At a time when characterizing the United States as a dangerously imbalanced and declining nation has become a commonly asserted bit of "conventional wisdom", it is difficult to locate an intelligently constructed, counterveiling argument.

Fortunately though, Marc Chandler has written a book that lays out an argument worthy of that precise description. In Making Sense of the Dollar: Exposing Dangerous Myths about Trade and Foreign Exchange, Mr. Chandler draws upon 20 years of global capital market experience to present an argument that systematically dispels popular misconceptions about the dollar, trade, deficits, and much more. If you prefer economic literature that dwells entirely in abstraction and theory based analysis, then this book may not be for you; Mr. Chandler focuses on real world situations and knowledge derived from his experience in the foreign exchange market. Making Sense of the Dollar identifies ten specific myths that are widely believed as true; three of these are:

The Trade Deficit Reflects US Competitiveness
Most people are aware that the United States consistently records a multi-billion dollar trade deficit. A common interpretation of this fact is that the United States simply consumes far too much, and is no longer able to compete with foreign manufacturing. Such reasoning, argues Mr. Chandler, ignores the fact that our nation's current system of trade accounting was developed during and for a previous era of corporate evolution. Multinational corporations are increasingly choosing to produce and sell their products in the local foreign market, as opposed to older methods of producing in the corporation's home country, and exporting to foreign customers. This change in ways of conducting business increases the headline US trade deficit, however, profits are still retained by the US corporation. Mr. Chandler points out that every iPod sold in the United States increases the trade deficit by $150. Does this mean that our nation grows closer to collapse every time an iPod is sold?

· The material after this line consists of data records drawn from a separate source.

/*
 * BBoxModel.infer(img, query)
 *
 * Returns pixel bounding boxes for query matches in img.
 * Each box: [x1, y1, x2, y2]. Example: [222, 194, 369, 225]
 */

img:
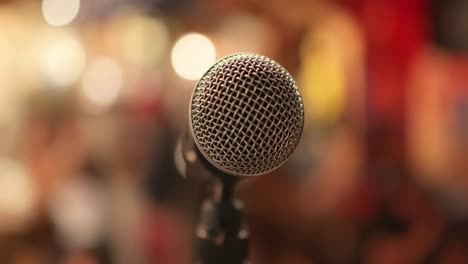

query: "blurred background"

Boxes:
[0, 0, 467, 263]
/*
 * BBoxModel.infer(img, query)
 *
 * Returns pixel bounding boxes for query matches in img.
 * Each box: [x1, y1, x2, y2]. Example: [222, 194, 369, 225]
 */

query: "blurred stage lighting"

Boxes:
[39, 29, 86, 88]
[0, 159, 36, 222]
[298, 11, 363, 124]
[171, 33, 216, 80]
[0, 32, 12, 87]
[42, 0, 80, 26]
[81, 56, 123, 113]
[49, 177, 105, 249]
[121, 14, 169, 67]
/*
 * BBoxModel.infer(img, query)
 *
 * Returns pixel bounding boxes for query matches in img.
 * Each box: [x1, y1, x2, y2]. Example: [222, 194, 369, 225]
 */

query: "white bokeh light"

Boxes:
[42, 0, 80, 26]
[81, 56, 123, 112]
[39, 29, 86, 88]
[171, 33, 216, 80]
[49, 177, 105, 249]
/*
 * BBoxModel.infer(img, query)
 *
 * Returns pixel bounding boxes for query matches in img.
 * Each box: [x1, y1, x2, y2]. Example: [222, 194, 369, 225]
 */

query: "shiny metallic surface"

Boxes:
[190, 53, 304, 176]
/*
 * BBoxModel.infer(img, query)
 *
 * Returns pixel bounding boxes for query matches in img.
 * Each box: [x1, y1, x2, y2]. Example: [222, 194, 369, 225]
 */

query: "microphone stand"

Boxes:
[195, 175, 249, 264]
[178, 133, 249, 264]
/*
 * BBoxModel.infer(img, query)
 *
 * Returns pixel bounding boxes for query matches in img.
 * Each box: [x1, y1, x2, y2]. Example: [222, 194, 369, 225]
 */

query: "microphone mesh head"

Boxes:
[190, 53, 304, 176]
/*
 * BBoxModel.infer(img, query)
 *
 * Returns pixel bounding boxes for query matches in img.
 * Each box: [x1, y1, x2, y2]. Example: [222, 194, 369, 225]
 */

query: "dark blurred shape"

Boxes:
[454, 95, 468, 141]
[142, 0, 196, 13]
[430, 0, 468, 54]
[145, 122, 195, 207]
[0, 213, 58, 263]
[22, 92, 78, 137]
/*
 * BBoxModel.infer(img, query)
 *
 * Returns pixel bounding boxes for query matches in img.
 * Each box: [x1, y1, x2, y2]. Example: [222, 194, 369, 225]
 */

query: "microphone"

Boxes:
[178, 53, 304, 263]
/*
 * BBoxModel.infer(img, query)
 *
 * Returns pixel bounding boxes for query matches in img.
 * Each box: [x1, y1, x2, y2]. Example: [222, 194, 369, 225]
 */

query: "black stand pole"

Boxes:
[195, 175, 249, 264]
[178, 133, 249, 264]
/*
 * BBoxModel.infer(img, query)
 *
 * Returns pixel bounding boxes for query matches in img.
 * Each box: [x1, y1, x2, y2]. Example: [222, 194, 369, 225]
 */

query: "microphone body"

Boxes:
[178, 53, 304, 264]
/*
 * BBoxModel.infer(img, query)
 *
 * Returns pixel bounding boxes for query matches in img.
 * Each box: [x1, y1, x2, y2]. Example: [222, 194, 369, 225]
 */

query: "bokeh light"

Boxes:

You Can't Have Too Much Money
Yes, you can. The countries that consistenty purchase US Treasuries do so not because they are interested in funding our government's activities, but because the US Treasury market is the only place in the world with the capacity to absorb hundreds of billions of dollars worth of surplus capital. In that respect, the United States has served as a vital store of the world's excess capital; a role that no other country is remotely large enough to assume.

Globalization Destroyed American Industry
It has been technology, not globalization, that has contributed to the declining number of American manufacturing jobs. Manufacturing in the US has remained stagnant or declined for the past fifty years when measured by the population of the manufacturing workforce, and when looking at manufacturing as a percentage of GDP. However, the value of goods manufactured in the United States has continued to rise. In other words, more goods are being manufactured by less workers. This effect is known as productivity.

I found Making Sense of the Dollar to be very well written book, that manages to convey a complex argument without overwhelming the reader. Furthermore, the arguments made are compelling enough that only denial could cause a reader to dismiss their validity.

Disclosure: I just purchased a new iPod

This book is available from Bloomberg Press.